A competitividade internacional do Brasil com base em mais abertura econômica também é rechaçada pela AEB (Associação de Comércio Exterior do Brasil). Para o vice-presidente José Augusto de Castro, a desvalorização do dólar neutralizou a proteção tarifária da indústria brasileira. Desde janeiro de 2005 a moeda americana perdeu 19,62% de seu valor diante do real. “O Brasil não é mais um país protecionista, como acusam os países desenvolvidos, e está fazendo um novo choque de liberalização por meio do câmbio” – disse à Folha de S. Paulo.


Ao mesmo jornal, Newton de Mello, da Abimaq (Associação Brasileira da Indústria) foi igualmente contundente: “A política cambial está incentivando a desindustrialização do País, e o Ministério da Fazenda fala em baixar ainda mais o imposto de importação para ajudar a controlar a inflação, quando já estamos com proteção negativa por causa do câmbio”.


Gesner Oliveira, professor licenciado da Fundação Getúlio Vargas e presidente do Instituto Tendências, defende em artigo para jornais que a abertura por si só não tornará o País mais competitivo: “A regra de manual para a promoção de um programa de liberalização tarifária é fazê-la em momento de relativo equilíbrio da taxa de câmbio.
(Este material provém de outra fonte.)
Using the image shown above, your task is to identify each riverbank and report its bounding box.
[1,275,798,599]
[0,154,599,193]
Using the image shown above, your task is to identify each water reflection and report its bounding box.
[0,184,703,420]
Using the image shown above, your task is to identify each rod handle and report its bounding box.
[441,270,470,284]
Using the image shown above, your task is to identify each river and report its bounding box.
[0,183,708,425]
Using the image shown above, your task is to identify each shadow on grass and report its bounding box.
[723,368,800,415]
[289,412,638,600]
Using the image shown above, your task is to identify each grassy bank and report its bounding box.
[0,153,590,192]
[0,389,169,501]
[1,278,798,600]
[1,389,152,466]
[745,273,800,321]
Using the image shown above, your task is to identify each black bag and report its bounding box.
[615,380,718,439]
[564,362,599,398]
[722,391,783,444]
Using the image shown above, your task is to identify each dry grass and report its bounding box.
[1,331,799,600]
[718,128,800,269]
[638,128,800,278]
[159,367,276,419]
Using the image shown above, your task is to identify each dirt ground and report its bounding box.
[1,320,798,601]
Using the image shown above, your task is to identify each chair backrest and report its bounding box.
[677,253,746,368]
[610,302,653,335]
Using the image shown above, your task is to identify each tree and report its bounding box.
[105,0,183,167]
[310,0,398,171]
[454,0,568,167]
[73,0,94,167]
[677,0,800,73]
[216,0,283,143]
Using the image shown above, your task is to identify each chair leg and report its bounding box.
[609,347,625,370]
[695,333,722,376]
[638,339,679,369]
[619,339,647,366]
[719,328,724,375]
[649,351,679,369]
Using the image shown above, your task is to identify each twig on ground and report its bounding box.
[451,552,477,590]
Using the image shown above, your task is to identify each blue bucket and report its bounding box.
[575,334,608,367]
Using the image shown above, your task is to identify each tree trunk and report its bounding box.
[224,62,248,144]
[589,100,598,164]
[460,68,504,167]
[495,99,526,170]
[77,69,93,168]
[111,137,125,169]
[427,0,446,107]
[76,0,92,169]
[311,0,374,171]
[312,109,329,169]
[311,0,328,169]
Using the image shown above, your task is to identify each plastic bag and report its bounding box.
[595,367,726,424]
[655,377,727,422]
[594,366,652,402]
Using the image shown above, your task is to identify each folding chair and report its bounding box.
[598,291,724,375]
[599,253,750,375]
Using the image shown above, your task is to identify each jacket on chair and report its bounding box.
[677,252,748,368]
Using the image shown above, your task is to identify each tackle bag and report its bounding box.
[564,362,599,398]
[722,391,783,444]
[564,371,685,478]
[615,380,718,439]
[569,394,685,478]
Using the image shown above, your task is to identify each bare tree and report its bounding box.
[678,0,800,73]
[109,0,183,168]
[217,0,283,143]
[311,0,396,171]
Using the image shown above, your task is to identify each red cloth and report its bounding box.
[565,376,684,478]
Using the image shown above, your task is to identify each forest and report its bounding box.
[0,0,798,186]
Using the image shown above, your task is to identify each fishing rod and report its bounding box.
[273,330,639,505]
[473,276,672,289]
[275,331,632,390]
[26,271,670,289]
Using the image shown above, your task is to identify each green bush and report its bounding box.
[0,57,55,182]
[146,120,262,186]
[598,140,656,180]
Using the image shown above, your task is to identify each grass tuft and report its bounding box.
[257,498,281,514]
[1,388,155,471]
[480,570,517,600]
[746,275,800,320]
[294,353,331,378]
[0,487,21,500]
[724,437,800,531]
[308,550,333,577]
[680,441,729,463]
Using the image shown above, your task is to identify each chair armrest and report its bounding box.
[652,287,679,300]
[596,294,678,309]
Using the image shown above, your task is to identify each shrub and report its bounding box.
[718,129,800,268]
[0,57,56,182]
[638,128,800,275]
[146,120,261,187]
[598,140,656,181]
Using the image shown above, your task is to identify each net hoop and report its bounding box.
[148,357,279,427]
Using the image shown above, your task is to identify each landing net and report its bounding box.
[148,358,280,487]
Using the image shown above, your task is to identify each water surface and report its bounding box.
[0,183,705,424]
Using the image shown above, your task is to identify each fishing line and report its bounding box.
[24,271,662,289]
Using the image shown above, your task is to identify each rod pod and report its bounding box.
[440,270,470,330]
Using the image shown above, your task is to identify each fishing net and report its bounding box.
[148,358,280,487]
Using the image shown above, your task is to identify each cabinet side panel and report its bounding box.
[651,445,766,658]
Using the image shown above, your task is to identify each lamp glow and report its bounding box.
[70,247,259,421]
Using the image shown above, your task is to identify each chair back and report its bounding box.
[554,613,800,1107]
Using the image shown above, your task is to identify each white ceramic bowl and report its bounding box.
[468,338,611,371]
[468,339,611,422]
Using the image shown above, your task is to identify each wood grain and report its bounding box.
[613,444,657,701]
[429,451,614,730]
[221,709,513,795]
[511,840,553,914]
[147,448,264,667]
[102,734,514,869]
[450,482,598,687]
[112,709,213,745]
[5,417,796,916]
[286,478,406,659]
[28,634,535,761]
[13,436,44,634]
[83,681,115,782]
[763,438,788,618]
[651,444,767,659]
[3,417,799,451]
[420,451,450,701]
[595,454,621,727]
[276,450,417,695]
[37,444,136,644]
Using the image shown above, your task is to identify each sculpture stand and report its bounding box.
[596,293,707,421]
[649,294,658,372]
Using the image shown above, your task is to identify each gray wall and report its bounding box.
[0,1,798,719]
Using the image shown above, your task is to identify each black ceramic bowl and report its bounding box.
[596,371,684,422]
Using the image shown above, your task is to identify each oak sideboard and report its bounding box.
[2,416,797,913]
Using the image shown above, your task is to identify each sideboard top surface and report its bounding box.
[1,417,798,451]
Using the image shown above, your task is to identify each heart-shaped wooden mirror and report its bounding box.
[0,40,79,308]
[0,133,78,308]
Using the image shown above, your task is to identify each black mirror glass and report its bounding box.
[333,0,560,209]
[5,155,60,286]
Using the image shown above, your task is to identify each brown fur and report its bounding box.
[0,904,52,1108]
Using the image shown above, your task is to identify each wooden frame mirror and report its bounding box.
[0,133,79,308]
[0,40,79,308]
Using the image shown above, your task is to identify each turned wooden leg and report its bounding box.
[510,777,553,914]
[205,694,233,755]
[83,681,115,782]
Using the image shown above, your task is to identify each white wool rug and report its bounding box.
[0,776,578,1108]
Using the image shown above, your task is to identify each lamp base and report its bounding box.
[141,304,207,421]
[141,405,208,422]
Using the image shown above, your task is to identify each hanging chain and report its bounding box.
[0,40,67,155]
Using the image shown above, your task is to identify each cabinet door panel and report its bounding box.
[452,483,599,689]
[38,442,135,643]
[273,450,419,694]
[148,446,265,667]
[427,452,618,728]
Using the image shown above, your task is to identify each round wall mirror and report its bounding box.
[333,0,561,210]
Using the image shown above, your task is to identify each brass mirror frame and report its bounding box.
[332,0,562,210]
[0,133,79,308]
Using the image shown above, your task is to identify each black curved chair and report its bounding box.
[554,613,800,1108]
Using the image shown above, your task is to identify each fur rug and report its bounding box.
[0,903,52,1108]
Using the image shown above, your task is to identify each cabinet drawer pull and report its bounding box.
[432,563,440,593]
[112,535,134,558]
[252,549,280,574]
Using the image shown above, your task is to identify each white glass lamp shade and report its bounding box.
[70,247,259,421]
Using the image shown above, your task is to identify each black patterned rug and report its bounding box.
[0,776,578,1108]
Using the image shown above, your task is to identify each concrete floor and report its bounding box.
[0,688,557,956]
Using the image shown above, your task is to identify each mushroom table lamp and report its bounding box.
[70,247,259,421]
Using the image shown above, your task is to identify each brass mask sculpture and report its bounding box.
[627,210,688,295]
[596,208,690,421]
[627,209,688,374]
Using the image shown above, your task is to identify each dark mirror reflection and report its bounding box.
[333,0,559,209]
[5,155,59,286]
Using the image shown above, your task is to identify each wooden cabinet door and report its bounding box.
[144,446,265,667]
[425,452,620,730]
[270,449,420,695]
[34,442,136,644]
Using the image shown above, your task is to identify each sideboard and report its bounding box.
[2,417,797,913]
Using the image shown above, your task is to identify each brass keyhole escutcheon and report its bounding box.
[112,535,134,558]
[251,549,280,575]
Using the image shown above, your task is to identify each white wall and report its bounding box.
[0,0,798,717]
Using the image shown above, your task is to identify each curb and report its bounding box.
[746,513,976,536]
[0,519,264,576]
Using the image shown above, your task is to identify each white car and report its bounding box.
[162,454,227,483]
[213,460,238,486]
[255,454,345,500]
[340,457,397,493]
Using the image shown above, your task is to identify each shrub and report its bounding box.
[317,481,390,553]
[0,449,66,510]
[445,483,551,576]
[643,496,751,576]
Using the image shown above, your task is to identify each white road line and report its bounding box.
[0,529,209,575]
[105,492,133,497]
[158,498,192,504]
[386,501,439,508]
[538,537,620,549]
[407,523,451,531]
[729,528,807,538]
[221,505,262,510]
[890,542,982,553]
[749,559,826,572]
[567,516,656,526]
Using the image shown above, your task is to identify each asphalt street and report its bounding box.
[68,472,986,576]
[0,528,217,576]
É o oposto da situação atual, de forte tendência à apreciação. A combinação de redução súbita de tarifas de importação com apreciação da moeda pode ser mortal para determinados segmentos da economia” – escreveu Gesner Oliveira, como se dirigisse a mensagem retrospectivamente ao Grande ABC.


O próprio Gesner Oliveira completa a equação: “Para que a abertura tenha um impacto positivo sobre a competitividade, deve vir acompanhada de políticas que aumentem significativamente o estímulo a investimentos. Por sua vez, para que as inversões produtivas se tornem mais atraentes, será necessário assegurar regras claras e estáveis e custos sistêmicos mais baixos. Os principais componentes desse Custo Brasil residem na precariedade da infra-estrutura, no excesso de burocracia e de carga tributária”.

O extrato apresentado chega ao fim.